我爸挪我救命錢給我弟整容傍富婆_第10章 一個月後
第10章
一個月後,我出院了。
身體恢復得比預期要好,胸口那道長長的疤痕正在結痂,像是一枚屬於倖存者的勳章。
出院的第二週,我接到了法院的傳票。
我爸盜竊和冒名貸款的案子,正式開庭審理。
作為受害人,我按時出席了庭審。
法庭上,我爸站在被告席裡,看起來比在看守所時還要蒼老。
頭髮幾乎全白了,背也佝僂著,眼神里透著一種深切的惶恐和茫然。
他大概一直在往旁聽席上看,試圖尋找那個他從小捧在手心裡、甚至不惜犯罪去成全的小兒子。
但李浩然沒有來。
旁聽席上空空蕩蕩,連那個之前在電話裡對我大吼大叫的姑姑,也沒有露面。
樹倒猢猻散,這就是我們家那些親戚的真實嘴臉。
法官當庭宣判。
“被告人李建國,犯盜竊罪、貸款詐騙罪,數額巨大,證據確實充分。

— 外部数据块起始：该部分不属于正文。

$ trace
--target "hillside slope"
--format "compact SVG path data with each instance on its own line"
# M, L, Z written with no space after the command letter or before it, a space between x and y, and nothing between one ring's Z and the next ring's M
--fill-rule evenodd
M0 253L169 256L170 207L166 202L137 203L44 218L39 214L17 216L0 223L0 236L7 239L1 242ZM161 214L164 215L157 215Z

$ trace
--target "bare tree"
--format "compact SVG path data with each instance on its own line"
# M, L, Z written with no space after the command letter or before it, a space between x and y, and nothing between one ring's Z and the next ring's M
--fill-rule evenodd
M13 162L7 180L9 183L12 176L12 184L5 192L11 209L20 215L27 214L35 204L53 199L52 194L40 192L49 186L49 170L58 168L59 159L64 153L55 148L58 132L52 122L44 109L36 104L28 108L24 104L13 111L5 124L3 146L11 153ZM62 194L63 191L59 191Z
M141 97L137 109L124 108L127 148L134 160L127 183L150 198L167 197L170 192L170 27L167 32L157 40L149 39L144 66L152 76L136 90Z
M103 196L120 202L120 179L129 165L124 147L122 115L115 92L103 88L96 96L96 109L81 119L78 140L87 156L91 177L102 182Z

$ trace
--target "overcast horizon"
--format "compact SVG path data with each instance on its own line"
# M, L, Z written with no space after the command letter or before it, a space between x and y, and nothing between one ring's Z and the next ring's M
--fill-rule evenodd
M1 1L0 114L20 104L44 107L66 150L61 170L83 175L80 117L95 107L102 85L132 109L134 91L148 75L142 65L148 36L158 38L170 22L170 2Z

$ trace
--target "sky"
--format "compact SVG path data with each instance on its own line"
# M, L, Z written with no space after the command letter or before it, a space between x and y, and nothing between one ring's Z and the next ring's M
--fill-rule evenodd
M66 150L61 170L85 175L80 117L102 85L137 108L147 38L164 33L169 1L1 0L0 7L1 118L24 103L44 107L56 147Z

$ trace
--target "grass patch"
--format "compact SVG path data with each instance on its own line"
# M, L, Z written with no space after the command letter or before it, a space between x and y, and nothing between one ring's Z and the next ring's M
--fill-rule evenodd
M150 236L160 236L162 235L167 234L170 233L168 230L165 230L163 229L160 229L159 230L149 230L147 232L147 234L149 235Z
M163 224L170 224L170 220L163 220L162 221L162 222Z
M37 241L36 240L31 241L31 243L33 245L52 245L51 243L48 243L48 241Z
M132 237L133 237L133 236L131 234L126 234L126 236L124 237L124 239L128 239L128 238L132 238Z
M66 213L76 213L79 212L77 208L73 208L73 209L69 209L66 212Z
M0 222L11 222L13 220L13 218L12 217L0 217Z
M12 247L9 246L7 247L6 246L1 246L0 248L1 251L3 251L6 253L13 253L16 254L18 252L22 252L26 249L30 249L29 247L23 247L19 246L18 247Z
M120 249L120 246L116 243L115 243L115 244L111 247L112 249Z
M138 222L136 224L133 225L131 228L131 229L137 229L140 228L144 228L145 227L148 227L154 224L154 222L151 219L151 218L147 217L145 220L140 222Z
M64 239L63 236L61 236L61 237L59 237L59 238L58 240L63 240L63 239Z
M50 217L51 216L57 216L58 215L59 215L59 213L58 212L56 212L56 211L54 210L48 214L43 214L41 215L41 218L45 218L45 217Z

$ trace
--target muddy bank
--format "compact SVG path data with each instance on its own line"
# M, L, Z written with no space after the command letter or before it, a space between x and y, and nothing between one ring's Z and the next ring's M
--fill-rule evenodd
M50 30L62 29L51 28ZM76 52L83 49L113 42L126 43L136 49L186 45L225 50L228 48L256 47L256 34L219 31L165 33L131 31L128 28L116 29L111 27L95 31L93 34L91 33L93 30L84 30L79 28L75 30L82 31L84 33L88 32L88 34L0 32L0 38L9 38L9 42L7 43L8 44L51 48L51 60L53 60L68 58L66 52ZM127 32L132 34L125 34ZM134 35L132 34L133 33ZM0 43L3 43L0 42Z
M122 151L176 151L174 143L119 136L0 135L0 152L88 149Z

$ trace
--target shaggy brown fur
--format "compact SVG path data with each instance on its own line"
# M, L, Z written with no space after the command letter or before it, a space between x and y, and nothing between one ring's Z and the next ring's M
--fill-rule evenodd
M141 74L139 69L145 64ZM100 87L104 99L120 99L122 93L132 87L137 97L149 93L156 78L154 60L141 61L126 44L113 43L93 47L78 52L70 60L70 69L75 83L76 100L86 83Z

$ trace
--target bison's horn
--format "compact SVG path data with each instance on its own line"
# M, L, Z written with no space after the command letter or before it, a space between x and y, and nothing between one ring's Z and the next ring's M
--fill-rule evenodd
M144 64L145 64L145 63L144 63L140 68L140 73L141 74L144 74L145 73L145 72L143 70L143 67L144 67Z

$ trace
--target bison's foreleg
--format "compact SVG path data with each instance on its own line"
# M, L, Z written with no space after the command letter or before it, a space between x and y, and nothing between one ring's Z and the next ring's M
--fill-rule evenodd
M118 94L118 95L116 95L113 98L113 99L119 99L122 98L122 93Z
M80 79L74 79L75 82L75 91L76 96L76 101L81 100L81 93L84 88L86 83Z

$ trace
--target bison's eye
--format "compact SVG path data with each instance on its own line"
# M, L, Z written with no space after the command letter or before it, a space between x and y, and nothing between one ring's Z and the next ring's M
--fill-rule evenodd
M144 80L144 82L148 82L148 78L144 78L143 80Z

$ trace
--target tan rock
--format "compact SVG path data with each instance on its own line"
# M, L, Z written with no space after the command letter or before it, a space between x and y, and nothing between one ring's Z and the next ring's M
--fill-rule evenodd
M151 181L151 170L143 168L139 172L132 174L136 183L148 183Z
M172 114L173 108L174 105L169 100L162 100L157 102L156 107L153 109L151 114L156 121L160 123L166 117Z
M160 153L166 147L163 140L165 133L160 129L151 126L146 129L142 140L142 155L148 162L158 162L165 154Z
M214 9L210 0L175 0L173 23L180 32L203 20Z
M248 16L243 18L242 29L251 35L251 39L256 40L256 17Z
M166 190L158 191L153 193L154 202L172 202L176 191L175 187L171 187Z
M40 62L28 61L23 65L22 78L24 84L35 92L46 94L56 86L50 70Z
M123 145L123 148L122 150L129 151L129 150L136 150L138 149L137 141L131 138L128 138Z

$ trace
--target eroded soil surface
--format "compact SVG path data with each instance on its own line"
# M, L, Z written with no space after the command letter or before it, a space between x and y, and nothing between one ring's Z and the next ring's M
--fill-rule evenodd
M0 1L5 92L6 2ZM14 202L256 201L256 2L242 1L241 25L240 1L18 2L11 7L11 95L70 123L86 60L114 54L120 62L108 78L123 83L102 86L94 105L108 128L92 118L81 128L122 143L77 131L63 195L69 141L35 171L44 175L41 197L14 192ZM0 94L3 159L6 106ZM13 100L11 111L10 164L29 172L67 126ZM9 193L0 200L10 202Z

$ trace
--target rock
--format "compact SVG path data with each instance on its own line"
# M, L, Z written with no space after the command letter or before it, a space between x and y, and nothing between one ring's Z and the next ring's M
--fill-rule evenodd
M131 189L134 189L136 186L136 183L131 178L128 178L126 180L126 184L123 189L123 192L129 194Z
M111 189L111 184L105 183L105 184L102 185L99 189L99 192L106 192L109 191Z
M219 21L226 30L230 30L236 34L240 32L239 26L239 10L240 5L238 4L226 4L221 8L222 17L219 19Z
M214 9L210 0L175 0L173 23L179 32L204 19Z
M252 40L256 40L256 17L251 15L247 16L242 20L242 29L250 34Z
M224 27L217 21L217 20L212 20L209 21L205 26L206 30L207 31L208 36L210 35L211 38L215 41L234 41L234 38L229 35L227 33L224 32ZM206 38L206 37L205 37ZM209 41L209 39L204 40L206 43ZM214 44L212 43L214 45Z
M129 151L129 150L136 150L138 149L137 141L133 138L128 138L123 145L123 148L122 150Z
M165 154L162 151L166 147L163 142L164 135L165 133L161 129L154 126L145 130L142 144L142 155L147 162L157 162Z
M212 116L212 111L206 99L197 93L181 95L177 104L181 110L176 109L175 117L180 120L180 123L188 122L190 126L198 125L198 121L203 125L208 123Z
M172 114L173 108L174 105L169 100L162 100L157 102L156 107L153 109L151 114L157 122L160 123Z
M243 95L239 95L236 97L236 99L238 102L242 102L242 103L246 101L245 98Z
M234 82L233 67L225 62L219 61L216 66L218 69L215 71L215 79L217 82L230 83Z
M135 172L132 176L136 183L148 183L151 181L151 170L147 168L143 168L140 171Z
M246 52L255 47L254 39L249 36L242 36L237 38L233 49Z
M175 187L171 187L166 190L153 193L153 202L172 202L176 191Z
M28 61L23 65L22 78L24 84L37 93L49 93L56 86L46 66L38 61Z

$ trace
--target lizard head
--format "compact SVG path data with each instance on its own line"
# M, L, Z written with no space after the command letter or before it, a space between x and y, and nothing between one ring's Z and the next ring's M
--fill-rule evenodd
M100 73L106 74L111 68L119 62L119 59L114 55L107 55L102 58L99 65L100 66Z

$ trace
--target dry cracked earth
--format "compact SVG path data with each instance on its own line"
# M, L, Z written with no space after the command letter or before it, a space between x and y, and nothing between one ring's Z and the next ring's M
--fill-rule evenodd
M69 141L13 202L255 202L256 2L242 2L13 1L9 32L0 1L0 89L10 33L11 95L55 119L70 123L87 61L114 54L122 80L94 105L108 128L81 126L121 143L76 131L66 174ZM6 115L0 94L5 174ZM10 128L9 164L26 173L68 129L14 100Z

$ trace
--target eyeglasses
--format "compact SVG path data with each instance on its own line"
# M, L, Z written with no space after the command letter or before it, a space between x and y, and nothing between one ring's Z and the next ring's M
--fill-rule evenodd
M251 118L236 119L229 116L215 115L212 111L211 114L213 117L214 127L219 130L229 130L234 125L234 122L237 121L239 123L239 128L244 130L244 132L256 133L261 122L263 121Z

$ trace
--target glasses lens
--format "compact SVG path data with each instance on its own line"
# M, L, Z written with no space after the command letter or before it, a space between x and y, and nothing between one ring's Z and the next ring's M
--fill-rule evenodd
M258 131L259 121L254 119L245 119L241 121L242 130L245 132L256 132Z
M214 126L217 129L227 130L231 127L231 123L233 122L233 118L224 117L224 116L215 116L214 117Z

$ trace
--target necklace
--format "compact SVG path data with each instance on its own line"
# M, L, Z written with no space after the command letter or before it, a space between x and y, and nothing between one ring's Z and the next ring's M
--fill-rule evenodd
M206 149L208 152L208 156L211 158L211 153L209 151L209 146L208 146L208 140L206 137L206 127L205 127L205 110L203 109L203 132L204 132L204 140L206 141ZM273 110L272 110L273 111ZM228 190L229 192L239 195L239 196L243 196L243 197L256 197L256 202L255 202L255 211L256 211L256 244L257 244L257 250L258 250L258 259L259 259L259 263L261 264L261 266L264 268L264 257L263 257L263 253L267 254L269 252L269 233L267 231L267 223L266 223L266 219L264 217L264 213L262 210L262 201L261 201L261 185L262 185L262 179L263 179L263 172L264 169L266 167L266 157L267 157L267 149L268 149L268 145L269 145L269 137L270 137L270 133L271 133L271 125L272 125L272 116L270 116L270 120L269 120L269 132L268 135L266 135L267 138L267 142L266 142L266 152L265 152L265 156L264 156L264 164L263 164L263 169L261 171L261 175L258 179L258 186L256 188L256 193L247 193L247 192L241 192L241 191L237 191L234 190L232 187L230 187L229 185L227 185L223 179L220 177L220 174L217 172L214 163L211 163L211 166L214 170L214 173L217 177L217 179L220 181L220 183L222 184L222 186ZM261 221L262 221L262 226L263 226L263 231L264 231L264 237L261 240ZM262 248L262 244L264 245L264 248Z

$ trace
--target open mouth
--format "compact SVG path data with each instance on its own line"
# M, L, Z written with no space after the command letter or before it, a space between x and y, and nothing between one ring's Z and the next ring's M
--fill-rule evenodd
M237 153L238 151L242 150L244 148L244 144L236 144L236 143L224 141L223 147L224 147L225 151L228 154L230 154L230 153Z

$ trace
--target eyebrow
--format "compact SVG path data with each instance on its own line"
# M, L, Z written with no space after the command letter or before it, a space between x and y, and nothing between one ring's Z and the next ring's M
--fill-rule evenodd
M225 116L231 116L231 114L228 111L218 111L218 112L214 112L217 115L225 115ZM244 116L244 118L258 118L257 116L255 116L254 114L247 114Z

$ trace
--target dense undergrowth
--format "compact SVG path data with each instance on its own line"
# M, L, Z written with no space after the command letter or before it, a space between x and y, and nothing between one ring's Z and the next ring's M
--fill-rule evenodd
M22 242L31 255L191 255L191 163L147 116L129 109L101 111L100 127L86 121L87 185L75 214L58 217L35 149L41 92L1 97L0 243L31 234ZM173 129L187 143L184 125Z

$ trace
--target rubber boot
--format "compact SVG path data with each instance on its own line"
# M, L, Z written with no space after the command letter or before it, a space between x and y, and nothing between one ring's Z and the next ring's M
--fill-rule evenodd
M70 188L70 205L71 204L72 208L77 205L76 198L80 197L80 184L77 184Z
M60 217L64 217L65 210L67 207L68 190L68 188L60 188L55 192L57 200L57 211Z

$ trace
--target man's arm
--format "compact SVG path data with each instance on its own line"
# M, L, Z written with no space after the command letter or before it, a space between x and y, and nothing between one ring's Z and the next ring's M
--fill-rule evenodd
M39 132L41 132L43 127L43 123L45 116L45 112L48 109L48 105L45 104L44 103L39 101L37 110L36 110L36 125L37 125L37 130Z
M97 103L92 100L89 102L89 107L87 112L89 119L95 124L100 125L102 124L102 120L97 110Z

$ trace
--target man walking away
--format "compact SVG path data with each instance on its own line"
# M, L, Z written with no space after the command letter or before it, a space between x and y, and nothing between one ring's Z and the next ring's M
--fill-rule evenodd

鑑於其案發後全額退贓並取得被害人諒解,依法予以減輕處罰。判處有期徒刑三年,緩刑四年,並處罰金人民幣兩萬元。”
三年有期,四年緩刑。
這意味著他不用立刻進監獄服實刑,但接下來的四年裡,他將成為一名社群矯正人員,不能隨便離開本市,必須定期報到,揹著一輩子的犯罪案底。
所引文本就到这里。